The never-ending dilemma of ignored refugees

Every human being has a special attachment to his motherland. He wants to live and grow old among his family and friends and in the place where he is born. Though migration has its benefits, it looks very painful for a person to leave his home, whether under duress, coercion, economic compulsion, or political reasons. To become a refugee means losing your identity as a citizen and turning into a rolling stone with no destination to reach.

The lives of refugees in the current world of economic constraints and social distress are unbearable and dejecting. The pain of separation from their families and friends is unspeakable. The voices for the rights of refugees are getting slower and dim. The world conscience has to rise to the agonies of millions of refugees across the world. There was a time when most states which were signatories to the 1951 Refugee Convention took significant steps to ensure the refugees their due rights and status. Still, nowadays, almost all are restricted to only Twitter, Facebook and video conferences to chant slogans for the rights of migrants. No practical work is done to solve their problems.

Many countries, including the United States, claim sympathies to refugees, but their policies are to discourage permanent resettlement. This indifferent attitude has added to the problems of refugees. Thousands of people around the world die after being granted refugee status by the UNHCR in the hope of resettlement in a country where their lives would be safe and would not be persecuted on religious, ethnic and linguistic grounds. Historically, the United States was the biggest supporter of the resettlement of refugees; however, it has failed to resettle even a single refugee after the Trump regime took over the White House.

The so-called international community and advocates of human rights, including Australia, Canada, New Zealand, and many more European countries with few exceptions, also followed US footsteps and have adopted policies that have practically made it impossible for refugees to look for peaceful lives in their countries. The irony for refugees fleeing from war-torn areas in Muslim countries would not be recognized as refugees with equal human rights.

Moreover, some Muslim countries even imposed more strict legislations trying to get across the borders to brotherly Muslim countries such as Saudi Arabia, UAE, Kuwait, Bahrain, Qatar, Malaysia, Brunei, Muscat, Turkey and Morocco. Every year on June 20, International Refugee Day is celebrated with tall claims and commitment to the refugee’s convention, but seldom has been witnessed where words are turned into reality. Countries that signed the 1951 Refugee Convention avoid reporting their progress each year on the number of refugees resettled. It is like time has just stopped for the refugees, and they are caught in between a vicious time cycle. The democratic countries should play their role in the welfare of refugees, securing their future and enabling an environment feasible for adjustment and resettlement.

Hundreds of thousands are still stranded on hostile border areas, and many more are witnessing this international refugee day in jails for a crime they have never committed. The right groups, watchdogs and international community must raise an influential voice for such deprived people. The Refugee Convention protects people fleeing persecution and trauma.

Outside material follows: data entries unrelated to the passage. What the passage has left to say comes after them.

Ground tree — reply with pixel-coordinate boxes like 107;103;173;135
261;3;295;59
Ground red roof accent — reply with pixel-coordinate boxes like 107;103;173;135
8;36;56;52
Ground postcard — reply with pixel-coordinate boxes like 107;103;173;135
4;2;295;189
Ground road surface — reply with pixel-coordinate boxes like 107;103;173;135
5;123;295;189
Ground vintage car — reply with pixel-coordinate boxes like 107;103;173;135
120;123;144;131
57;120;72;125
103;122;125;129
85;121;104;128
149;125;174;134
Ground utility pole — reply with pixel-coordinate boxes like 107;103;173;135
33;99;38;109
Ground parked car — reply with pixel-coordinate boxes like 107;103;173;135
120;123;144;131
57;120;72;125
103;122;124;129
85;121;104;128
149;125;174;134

It describes an asylum seeker as someone who is outside the country of their nationality “owing to a well-founded fear of being persecuted for reasons of race, religion, nationality, membership of a particular social group or political opinion” and “is unable to, or owing to such fear is unwilling to, avail himself of the protection of that country”. Thousands have lost their lives in the Mediterranean Sea, and the actual figure is likely to be far higher because so many people disappear without a trace.

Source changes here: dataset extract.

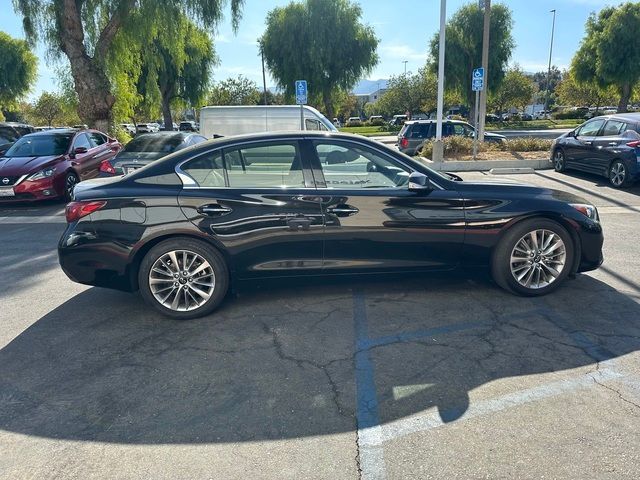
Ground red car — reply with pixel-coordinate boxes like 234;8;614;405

Let’s give them hope who have crossed the Mediterranean Sea or international borders. Their hope elides in our voice. Let’s raise our agent for the voiceless. The world conscience must realize that refugees are human beings caught in sufferings not by their own choice but by different compulsions, and they meet special attention and care. I have been a refugee journalist for ten years. I think God made me a refugee to inform the world about the plight of refugees through the pen. They open their eyes and learn about the plight of refugees and play their role in helping them. Any citizen of any country like me can become a refugee at any time. But in this society, animals are more respected than refugees. Humanity is gone.